Osteoarthritis vs. rheumatoid arthritis
The two most common types of arthritis are osteoarthritis and rheumatoid arthritis.
According to the Center for Disease Control and Prevention, osteoarthritis is characterized by degeneration of cartilage and the bone in a joint. These tissues break down and eventually can lead to joint pain and stiffness. This is the most common form of arthritis.
The CDC says the joints typically affected by osteoarthritis are in the knees, hips, hands and spine.

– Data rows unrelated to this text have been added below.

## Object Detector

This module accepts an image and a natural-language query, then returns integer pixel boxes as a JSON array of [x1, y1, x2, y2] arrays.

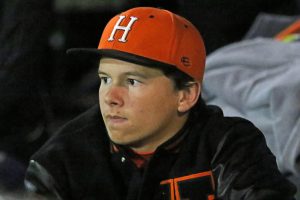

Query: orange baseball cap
[[67, 7, 206, 82]]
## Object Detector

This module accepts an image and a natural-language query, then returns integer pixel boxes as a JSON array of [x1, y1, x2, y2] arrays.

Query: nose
[[102, 86, 124, 107]]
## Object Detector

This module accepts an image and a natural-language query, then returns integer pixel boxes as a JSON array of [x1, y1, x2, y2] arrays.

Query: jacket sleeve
[[23, 130, 73, 200], [24, 160, 65, 200], [210, 119, 297, 200]]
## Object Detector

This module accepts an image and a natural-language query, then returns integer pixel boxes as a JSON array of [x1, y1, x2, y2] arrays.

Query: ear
[[177, 82, 201, 113]]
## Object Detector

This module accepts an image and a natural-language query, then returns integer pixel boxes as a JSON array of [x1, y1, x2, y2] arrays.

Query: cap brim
[[66, 48, 175, 69]]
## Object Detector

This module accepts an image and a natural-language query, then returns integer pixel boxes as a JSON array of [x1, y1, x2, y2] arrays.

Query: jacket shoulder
[[202, 104, 258, 137], [32, 104, 106, 159], [198, 105, 297, 199], [25, 104, 110, 199]]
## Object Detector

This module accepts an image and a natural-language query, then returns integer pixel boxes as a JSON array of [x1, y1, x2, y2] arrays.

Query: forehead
[[98, 57, 165, 77]]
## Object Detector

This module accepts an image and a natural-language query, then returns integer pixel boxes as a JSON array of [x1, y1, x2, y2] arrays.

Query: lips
[[106, 114, 127, 124]]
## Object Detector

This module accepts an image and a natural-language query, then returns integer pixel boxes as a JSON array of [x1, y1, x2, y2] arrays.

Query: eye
[[99, 76, 111, 85], [127, 78, 141, 86]]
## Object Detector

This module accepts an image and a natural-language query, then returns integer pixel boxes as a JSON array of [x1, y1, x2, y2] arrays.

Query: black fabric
[[25, 101, 297, 200]]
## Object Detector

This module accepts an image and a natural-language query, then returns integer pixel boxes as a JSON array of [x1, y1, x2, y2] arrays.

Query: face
[[98, 58, 189, 153]]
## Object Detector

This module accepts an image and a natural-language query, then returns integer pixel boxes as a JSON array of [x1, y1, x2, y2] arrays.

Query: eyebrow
[[98, 70, 106, 75], [123, 71, 148, 79], [98, 70, 149, 79]]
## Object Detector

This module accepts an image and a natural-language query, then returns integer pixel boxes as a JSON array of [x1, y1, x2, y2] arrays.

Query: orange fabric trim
[[174, 171, 212, 182], [160, 179, 175, 200], [174, 171, 215, 190], [161, 171, 215, 200], [275, 19, 300, 40], [132, 150, 154, 156], [174, 171, 215, 200]]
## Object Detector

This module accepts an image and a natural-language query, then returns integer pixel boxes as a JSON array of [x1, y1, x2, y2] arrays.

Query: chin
[[109, 134, 132, 145], [111, 137, 142, 148]]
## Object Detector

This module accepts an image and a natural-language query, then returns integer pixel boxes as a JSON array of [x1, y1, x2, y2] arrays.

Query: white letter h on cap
[[108, 15, 138, 43]]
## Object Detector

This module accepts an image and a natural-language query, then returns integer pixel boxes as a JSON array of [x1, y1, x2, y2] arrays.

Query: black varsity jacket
[[24, 101, 297, 200]]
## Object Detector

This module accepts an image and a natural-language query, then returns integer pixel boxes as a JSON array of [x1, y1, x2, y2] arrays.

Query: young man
[[24, 7, 297, 200]]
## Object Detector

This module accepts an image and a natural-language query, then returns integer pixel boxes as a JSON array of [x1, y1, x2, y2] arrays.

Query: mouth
[[106, 114, 127, 124]]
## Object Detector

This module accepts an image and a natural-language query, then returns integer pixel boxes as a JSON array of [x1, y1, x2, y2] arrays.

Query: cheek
[[98, 88, 102, 100], [99, 89, 107, 105], [98, 93, 104, 109], [126, 96, 152, 121], [133, 93, 178, 117]]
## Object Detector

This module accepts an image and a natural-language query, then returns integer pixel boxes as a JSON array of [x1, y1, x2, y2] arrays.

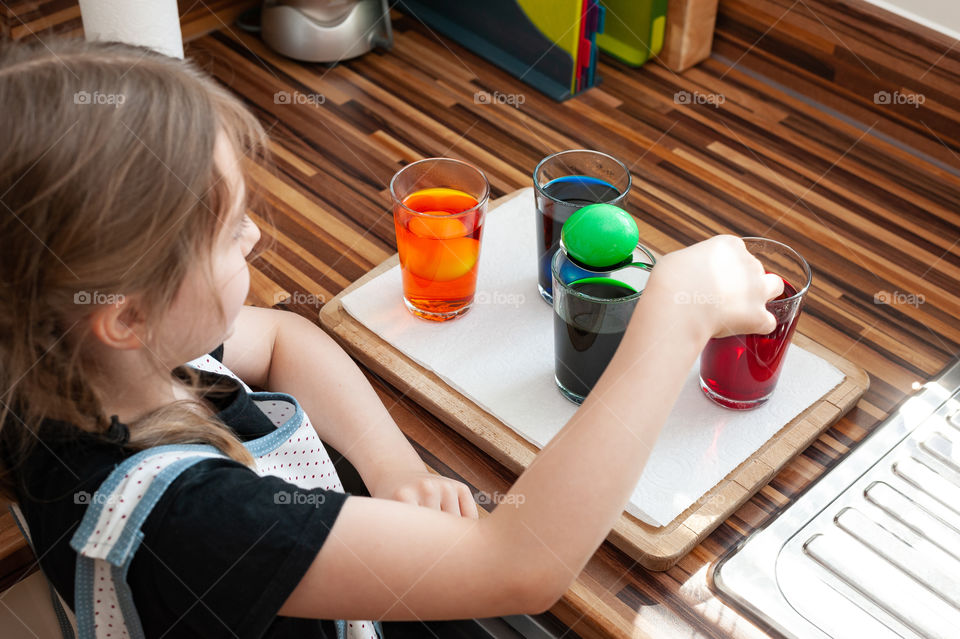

Osteoarthritis usually begins slowly and typically starts the age of 40. However, the Mayo Clinic says a person may experience a sudden onset of osteoarthritis following an injury.
While there is no cure for osteoarthritis, medications, physical therapy, weight control and education can help relieve some of its symptoms, the CDC states.
Rheumatoid arthritis is an inflammatory disease that attacks the joints. If the disease progresses, it can eventually destroy cartilage and bone in a joint, according to the Mayo Clinic. According to the CDC, while rheumatoid arthritis mainly attacks the joints it can also attack other organs.
Rheumatoid arthritis can begin at any age. According to the CDC, it is believed rheumatoid arthritis is the result of an error in a person's immune response.
Some symptoms of rheumatoid arthritis include fatigue and stiffness after rest, according to the CDC.
There is no cure for rheumatoid arthritis, but medications, surgery, weight management and exercise can help ease the symptoms.